The image seemed to dissolve in the haze, not back off or even walk away — but rather melt away. Maybe the vision was from my lack of sleep, living on the extreme edge, stress and fatigue causing hallucinations. I blew out a breath, took my hand off the gun, and lowered my eyes to the headstone. It read:
Katherine O’Sullivan
1943–2013
A mother, a wife, an artist
I turned away from my mother’s grave and walked in the rain back to my Jeep. As I was unlocking the door, my phone rang. I looked at the caller ID: UNKNOWN. Maybe it was Andrea calling from an undisclosed number. I answered. The voice was deep, smooth as silk, exuding coolness. He said, “Hello, little brother. This is Dillon. You left your number at our mother’s house. On the kitchen table, I was told. So, I assumed you wouldn’t mind if I called it. Did you bury our sweet mother today?”
“Where were you?”
“I was rather indisposed. Couldn’t make travel arrangements. Sean O’Brien — what a fine Irish name, although I like Sean Flanagan better. You’re somewhat late to the clan, little brother. So, let me make myself very clear. You have no claim to mother’s estate and property, including the land in Ireland. So, just turn around and go back to whatever world you came from.”
“Where’s Courtney?”
“She’s none of your business as well. And she, too, has no rightful claim to mother’s property. You probably didn’t know Courtney was diagnosed with acute paranoid-schizophrenia. Mother tried to hide it. Unfortunately, it seems to run in the family. How’s your head, Sean?”
I said nothing.
“Give me time, I will get in your head if you get in my way. Head trips are my specialty. If you’re in contact with our delusional little niece, tell her to relinquish any claims on mother’s property, and her allegations against me are a sad by-product of her pathetic mental state. My attorney will handle all probate proceedings. Poor thing, Courtney, when off her medication, believes I did an injustice to her and her parents. So now she has this vendetta for me. It’s one that will be quite dangerous for her.”

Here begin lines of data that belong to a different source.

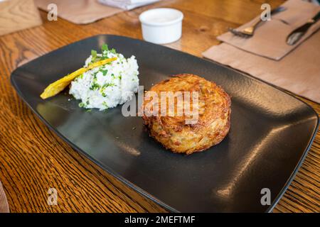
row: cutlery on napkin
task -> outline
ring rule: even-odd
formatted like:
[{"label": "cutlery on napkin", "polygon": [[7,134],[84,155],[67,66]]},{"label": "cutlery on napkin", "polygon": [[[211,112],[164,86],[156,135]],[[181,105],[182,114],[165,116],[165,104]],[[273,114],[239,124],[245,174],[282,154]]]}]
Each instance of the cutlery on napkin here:
[{"label": "cutlery on napkin", "polygon": [[160,0],[99,0],[99,2],[112,7],[131,10],[159,1]]},{"label": "cutlery on napkin", "polygon": [[[320,28],[320,21],[312,24],[295,45],[287,45],[287,35],[297,28],[306,23],[310,16],[316,14],[320,11],[320,6],[302,0],[289,0],[282,6],[285,7],[287,10],[272,16],[271,21],[265,21],[255,31],[255,35],[250,39],[235,36],[230,32],[217,38],[253,54],[279,60]],[[256,21],[257,18],[241,26],[238,30],[242,31]]]},{"label": "cutlery on napkin", "polygon": [[225,33],[219,36],[225,43],[203,55],[320,103],[320,21],[295,45],[286,42],[287,35],[314,16],[320,6],[302,0],[289,0],[282,6],[287,10],[272,16],[250,39]]}]

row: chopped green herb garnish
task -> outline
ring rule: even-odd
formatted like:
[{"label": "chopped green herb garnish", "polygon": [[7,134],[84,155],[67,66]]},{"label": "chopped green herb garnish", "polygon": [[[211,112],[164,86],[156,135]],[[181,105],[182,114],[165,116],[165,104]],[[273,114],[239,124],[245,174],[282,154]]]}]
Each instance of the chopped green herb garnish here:
[{"label": "chopped green herb garnish", "polygon": [[108,73],[108,70],[100,69],[99,71],[101,72],[104,76],[107,75],[107,73]]},{"label": "chopped green herb garnish", "polygon": [[104,51],[108,51],[109,50],[108,45],[107,44],[104,43],[102,45],[102,46],[101,47],[101,50],[102,50],[102,53]]},{"label": "chopped green herb garnish", "polygon": [[85,104],[83,102],[80,102],[79,104],[79,107],[85,107]]},{"label": "chopped green herb garnish", "polygon": [[94,62],[96,58],[97,58],[97,50],[91,50],[91,56],[92,56],[92,60],[91,60],[91,62]]},{"label": "chopped green herb garnish", "polygon": [[102,105],[105,106],[106,108],[109,108],[108,105],[105,101],[102,102]]},{"label": "chopped green herb garnish", "polygon": [[99,88],[100,88],[100,85],[99,85],[97,83],[93,83],[92,85],[91,85],[91,87],[90,87],[90,90],[96,90],[98,89]]}]

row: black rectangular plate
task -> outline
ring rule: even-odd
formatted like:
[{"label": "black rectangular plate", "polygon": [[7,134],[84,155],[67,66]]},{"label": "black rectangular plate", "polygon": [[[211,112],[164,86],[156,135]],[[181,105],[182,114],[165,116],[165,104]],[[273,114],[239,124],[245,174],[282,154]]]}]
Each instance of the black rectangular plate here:
[{"label": "black rectangular plate", "polygon": [[[121,106],[100,112],[79,108],[63,92],[42,100],[50,83],[82,67],[92,49],[107,43],[139,65],[148,89],[169,75],[192,73],[232,97],[231,129],[219,145],[191,155],[164,149],[139,117]],[[18,94],[43,122],[75,150],[132,189],[171,211],[270,211],[305,157],[318,127],[307,104],[275,87],[214,62],[126,37],[100,35],[68,45],[11,74]],[[135,127],[135,129],[132,129]],[[262,205],[261,190],[271,192]]]}]

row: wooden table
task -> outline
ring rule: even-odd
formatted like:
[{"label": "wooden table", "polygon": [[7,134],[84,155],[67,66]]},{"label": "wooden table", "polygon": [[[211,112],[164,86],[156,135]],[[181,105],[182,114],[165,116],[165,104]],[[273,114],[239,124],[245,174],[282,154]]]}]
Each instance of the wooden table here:
[{"label": "wooden table", "polygon": [[[139,14],[166,6],[183,12],[183,37],[169,45],[192,55],[218,44],[215,37],[244,23],[261,11],[264,2],[283,1],[177,0],[160,2],[78,26],[61,18],[0,37],[0,180],[12,212],[165,211],[115,179],[45,126],[18,96],[9,81],[18,65],[49,51],[100,33],[142,38]],[[320,113],[320,105],[302,99]],[[320,211],[320,133],[275,212]],[[58,204],[47,204],[47,191],[55,187]]]}]

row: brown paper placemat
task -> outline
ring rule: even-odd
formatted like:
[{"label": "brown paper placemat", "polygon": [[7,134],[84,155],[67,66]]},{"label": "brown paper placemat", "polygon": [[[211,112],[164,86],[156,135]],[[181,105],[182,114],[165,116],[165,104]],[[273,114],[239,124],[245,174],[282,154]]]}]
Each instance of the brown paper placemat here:
[{"label": "brown paper placemat", "polygon": [[124,11],[98,3],[96,0],[35,0],[36,5],[48,11],[48,6],[58,6],[58,16],[77,24],[87,24]]},{"label": "brown paper placemat", "polygon": [[[244,38],[228,32],[217,37],[217,39],[260,56],[280,60],[320,28],[319,21],[308,30],[297,44],[287,45],[287,35],[320,11],[320,6],[302,0],[289,0],[282,6],[286,10],[272,16],[271,21],[260,23],[252,37]],[[241,26],[238,30],[249,27],[260,16]]]},{"label": "brown paper placemat", "polygon": [[2,187],[1,182],[0,182],[0,213],[9,213],[9,207],[6,194]]},{"label": "brown paper placemat", "polygon": [[228,43],[213,46],[203,55],[320,103],[319,40],[320,31],[279,61],[252,54]]}]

“The injustice you did to Courtney’s parents — our sister and her husband, is called murder. And you raped Courtney when she was a child. In my book, there’s a special place in hell for men like you. You touch Courtney, and you’ve just bought yourself a one-way ticket to that special place. Now, big brother, do I make myself clear?”
His voice changed. It dropped into a throaty whisper, his threat coming from someplace deep and dark where absolute evil dwelled. “Our sweet mother, the whore, might have told you she thought of me as a distant cousin to Cain. Well, the neurotic bitch was right. Like Cain, I’m a wanderer. Like Cain, who committed the first murder on earth, slaying his brother, I will do the same to you. You don’t want me getting into your head, little brother. Because once I move in … I never leave.”
He disconnected. I looked across the cemetery, the fog rising above the tombstones, the puffin barely visible, like a bird surfing the crest of a cloud, catching a holy wave to a better place.